Mes yeux ont scanné l'activité récente. Mon cœur battait plus fort à chaque ligne. Restaurants étoilés. Soins au spa. Un week-end dans un complexe de luxe – pas celui de la photo, mais un autre, tout aussi cher. Et puis, le chiffre qui m'a frappée comme un coup physique : « 8 000 €. Acompte Bague Diamant. Joaillerie Place Vendôme. »
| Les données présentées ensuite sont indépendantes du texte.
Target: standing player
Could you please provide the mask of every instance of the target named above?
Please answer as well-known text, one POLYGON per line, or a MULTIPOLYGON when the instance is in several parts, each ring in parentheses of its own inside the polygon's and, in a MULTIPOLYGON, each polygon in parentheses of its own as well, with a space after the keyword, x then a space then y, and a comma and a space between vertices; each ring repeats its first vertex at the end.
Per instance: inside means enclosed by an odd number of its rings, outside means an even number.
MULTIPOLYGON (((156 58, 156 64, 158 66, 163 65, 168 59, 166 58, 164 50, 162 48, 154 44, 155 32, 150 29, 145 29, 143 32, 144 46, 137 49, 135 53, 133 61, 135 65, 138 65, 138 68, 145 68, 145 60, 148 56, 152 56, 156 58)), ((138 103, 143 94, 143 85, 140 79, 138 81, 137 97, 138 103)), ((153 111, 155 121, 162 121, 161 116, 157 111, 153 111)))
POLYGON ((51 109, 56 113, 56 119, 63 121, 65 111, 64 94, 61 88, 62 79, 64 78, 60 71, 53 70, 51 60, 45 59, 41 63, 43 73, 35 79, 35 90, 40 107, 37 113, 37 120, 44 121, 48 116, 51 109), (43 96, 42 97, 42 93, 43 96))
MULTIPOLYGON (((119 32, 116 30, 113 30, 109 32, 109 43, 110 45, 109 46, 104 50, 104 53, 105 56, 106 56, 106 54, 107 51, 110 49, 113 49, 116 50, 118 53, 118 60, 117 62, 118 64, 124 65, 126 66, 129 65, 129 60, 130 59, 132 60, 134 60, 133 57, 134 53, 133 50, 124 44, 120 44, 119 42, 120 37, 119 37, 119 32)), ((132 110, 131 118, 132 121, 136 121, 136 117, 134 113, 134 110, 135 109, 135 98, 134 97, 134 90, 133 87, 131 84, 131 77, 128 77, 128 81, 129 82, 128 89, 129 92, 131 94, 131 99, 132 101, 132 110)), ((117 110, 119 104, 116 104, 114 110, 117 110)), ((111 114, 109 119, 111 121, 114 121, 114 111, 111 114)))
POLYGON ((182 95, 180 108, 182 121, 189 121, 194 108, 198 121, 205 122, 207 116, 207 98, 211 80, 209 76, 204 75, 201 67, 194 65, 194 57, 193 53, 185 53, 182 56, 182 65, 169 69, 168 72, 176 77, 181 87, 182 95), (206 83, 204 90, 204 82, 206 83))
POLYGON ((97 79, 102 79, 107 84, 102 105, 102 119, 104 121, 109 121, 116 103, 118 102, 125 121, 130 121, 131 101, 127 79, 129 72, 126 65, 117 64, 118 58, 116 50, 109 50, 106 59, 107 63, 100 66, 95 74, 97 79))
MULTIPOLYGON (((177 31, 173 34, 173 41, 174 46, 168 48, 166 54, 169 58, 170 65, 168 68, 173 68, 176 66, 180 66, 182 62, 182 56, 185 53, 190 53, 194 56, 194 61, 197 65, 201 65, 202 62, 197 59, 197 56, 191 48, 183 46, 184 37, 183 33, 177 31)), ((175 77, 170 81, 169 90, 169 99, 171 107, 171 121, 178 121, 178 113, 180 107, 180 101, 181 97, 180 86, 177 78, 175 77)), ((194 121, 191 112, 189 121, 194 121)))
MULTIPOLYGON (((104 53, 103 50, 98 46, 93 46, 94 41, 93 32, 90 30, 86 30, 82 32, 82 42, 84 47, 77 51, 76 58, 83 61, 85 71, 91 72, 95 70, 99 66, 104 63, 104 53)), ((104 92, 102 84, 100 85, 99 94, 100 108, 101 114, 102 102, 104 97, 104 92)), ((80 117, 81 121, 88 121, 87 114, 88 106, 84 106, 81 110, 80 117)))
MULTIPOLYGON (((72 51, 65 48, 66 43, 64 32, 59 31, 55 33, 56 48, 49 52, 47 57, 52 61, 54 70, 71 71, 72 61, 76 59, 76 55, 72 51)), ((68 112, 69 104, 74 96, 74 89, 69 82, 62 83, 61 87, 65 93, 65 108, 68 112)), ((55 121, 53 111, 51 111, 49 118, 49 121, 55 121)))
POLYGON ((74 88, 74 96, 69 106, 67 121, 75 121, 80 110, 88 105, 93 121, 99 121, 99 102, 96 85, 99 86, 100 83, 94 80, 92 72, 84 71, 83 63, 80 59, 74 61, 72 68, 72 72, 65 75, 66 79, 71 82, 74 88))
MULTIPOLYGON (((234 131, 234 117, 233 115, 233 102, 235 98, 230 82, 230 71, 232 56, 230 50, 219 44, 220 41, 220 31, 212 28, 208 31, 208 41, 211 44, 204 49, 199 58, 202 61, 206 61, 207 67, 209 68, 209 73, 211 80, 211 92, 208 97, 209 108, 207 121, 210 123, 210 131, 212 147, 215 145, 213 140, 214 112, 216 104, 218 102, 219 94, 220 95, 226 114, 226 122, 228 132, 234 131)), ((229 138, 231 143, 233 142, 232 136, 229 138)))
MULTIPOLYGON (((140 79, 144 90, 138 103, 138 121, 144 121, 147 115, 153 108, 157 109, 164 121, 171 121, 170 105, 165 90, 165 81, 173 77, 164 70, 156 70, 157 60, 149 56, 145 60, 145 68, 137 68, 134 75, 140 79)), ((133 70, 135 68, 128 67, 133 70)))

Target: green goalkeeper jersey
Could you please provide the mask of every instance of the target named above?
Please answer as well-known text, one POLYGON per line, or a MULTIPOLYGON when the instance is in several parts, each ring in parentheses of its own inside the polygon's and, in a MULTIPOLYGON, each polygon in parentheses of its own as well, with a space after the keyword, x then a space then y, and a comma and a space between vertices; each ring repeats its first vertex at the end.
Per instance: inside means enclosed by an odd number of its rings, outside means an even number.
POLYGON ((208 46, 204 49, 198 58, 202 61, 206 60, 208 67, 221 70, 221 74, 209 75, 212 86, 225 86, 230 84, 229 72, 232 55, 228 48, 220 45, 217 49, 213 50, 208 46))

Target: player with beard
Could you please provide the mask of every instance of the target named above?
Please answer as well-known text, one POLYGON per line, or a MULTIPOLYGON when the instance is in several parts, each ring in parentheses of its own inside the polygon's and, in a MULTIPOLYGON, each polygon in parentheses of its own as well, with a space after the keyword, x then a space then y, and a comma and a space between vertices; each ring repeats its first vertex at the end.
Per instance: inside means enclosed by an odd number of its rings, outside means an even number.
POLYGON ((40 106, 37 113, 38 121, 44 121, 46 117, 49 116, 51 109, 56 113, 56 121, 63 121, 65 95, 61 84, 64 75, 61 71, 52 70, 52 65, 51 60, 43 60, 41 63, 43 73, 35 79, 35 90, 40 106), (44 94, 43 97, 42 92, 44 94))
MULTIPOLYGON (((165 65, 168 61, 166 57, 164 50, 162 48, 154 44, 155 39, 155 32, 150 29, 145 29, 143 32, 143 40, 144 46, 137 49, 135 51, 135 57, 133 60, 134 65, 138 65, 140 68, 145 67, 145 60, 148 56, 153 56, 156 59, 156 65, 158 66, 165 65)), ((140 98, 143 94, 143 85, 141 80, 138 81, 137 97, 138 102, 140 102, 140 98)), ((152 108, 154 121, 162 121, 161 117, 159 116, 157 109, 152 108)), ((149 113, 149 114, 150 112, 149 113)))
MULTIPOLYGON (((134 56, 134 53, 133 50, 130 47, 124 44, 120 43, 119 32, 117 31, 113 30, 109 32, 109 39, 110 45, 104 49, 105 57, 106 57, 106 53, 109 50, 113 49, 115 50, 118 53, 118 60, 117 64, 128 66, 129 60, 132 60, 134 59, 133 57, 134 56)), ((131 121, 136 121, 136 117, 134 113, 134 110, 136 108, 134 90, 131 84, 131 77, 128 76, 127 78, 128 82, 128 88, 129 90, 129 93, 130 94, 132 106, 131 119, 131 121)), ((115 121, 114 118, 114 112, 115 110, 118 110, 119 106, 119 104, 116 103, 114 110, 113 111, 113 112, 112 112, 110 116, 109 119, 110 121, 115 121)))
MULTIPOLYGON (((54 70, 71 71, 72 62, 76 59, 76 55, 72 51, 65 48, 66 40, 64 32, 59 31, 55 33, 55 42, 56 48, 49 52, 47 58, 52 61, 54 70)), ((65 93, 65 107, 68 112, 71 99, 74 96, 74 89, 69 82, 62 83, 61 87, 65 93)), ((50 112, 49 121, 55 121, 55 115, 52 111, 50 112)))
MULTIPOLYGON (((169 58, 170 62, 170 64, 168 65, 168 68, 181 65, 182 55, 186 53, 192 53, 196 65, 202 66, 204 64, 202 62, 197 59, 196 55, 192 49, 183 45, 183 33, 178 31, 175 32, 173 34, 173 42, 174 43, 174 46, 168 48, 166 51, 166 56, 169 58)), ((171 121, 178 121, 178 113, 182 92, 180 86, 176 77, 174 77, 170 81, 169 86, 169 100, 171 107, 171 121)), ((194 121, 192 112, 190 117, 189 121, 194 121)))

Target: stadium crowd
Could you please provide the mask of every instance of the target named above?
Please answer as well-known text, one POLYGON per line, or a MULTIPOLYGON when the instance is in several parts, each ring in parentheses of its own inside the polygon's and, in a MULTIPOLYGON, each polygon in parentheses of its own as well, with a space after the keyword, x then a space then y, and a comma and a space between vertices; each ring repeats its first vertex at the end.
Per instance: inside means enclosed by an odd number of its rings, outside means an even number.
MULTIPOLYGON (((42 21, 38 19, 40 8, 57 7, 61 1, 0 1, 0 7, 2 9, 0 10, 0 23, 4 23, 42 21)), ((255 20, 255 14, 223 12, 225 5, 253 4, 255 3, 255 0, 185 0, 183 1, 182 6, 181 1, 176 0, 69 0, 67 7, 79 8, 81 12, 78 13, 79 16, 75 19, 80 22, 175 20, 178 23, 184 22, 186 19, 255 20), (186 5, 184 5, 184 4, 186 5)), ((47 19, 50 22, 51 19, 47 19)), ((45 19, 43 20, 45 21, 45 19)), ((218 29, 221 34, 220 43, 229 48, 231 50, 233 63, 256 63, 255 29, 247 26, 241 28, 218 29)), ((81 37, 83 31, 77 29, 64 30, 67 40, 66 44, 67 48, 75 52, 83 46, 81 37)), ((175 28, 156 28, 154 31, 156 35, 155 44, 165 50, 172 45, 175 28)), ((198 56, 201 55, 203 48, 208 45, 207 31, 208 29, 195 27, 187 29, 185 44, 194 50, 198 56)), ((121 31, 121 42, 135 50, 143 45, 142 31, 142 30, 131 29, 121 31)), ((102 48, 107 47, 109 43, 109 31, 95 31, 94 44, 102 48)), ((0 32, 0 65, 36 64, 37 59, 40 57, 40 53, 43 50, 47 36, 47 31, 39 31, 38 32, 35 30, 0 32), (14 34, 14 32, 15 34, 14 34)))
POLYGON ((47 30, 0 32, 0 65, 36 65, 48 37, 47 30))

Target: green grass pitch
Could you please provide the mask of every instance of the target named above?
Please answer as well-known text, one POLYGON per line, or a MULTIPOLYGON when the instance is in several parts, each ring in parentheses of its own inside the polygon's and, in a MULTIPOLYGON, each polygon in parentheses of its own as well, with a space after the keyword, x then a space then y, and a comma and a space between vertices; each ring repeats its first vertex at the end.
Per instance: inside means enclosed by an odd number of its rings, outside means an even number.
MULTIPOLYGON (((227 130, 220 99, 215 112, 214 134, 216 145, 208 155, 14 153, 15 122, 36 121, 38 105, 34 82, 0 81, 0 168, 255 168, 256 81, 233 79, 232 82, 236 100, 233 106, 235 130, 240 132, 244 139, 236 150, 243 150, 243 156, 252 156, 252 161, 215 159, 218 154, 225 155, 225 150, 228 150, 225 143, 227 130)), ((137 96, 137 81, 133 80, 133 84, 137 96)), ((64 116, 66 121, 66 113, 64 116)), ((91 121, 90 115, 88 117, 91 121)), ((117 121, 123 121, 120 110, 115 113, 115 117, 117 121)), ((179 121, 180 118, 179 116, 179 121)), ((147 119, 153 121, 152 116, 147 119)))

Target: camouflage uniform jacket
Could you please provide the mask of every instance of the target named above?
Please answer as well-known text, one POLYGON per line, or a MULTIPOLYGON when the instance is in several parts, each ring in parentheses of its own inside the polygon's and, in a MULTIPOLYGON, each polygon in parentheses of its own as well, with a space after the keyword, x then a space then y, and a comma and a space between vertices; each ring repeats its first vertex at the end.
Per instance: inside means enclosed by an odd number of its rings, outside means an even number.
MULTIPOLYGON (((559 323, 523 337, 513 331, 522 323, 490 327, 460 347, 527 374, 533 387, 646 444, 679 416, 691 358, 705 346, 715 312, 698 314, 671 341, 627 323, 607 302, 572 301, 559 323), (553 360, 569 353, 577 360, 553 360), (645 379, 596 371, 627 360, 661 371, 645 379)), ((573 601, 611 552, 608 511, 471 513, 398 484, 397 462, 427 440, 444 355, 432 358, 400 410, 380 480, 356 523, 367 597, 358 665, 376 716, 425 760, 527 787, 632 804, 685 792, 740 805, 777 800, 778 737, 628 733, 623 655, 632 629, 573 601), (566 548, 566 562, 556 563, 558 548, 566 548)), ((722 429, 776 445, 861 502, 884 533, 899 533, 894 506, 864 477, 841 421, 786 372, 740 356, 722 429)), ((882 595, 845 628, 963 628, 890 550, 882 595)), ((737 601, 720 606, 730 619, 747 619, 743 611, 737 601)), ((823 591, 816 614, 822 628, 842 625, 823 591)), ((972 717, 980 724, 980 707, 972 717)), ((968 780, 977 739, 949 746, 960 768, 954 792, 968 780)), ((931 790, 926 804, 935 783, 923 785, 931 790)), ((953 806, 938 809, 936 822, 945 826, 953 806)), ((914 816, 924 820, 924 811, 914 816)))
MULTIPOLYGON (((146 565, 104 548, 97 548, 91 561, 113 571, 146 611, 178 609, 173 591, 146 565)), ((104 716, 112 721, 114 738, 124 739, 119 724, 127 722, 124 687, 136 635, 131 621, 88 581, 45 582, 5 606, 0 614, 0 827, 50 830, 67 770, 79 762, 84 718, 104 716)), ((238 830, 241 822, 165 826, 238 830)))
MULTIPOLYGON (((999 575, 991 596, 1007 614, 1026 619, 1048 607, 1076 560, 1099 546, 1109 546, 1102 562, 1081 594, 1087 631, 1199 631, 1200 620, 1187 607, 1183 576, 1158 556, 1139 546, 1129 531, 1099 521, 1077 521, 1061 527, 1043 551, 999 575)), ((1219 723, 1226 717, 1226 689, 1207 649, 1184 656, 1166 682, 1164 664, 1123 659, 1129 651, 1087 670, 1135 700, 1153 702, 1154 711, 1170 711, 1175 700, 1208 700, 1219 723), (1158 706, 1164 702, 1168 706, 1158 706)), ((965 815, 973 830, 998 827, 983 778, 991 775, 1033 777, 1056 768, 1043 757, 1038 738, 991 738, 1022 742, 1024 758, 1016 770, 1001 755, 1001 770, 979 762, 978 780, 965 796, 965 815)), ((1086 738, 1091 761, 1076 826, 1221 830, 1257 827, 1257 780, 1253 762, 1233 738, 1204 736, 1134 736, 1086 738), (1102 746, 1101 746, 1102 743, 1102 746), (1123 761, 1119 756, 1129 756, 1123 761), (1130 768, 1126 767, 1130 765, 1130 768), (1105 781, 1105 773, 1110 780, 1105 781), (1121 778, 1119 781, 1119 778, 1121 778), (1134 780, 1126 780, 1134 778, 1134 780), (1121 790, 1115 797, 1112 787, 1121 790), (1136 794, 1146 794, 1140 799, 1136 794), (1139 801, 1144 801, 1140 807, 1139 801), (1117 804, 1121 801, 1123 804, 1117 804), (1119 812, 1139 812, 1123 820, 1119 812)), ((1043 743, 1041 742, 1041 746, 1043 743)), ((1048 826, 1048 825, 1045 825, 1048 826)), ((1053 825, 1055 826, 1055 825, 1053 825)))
Huit mille euros. Un acompte. Pour une bague en diamant. Maxime ne m'avait jamais rien acheté d'aussi cher. Il disait toujours qu'on devait économiser.
Mon sang s'est glacé. La « surprise » qu'il avait mentionnée. La « répétition de demande » que Manon avait suggérée. C'était tout pour Élodie. Ça devait l'être.
J'ai fermé mon ordinateur, l'écran reflétant mon visage déformé. Le fil TikTok a flashé dans mon esprit à nouveau, la voix calme et analytique de Manon. Rassemble des informations. J'avais rassemblé des informations. Et c'était pire que ce que j'aurais pu imaginer. Bien, bien pire.
J'ai senti un cri monter dans ma gorge, un son primal d'agonie et de rage. Mais je l'ai ravalé. Je suis sortie du centre commercial, les lumières scintillantes ressemblant maintenant à une moquerie cruelle. Je devais rentrer. Je devais faire semblant. Le jeu venait juste de commencer. Et j'allais jouer pour gagner.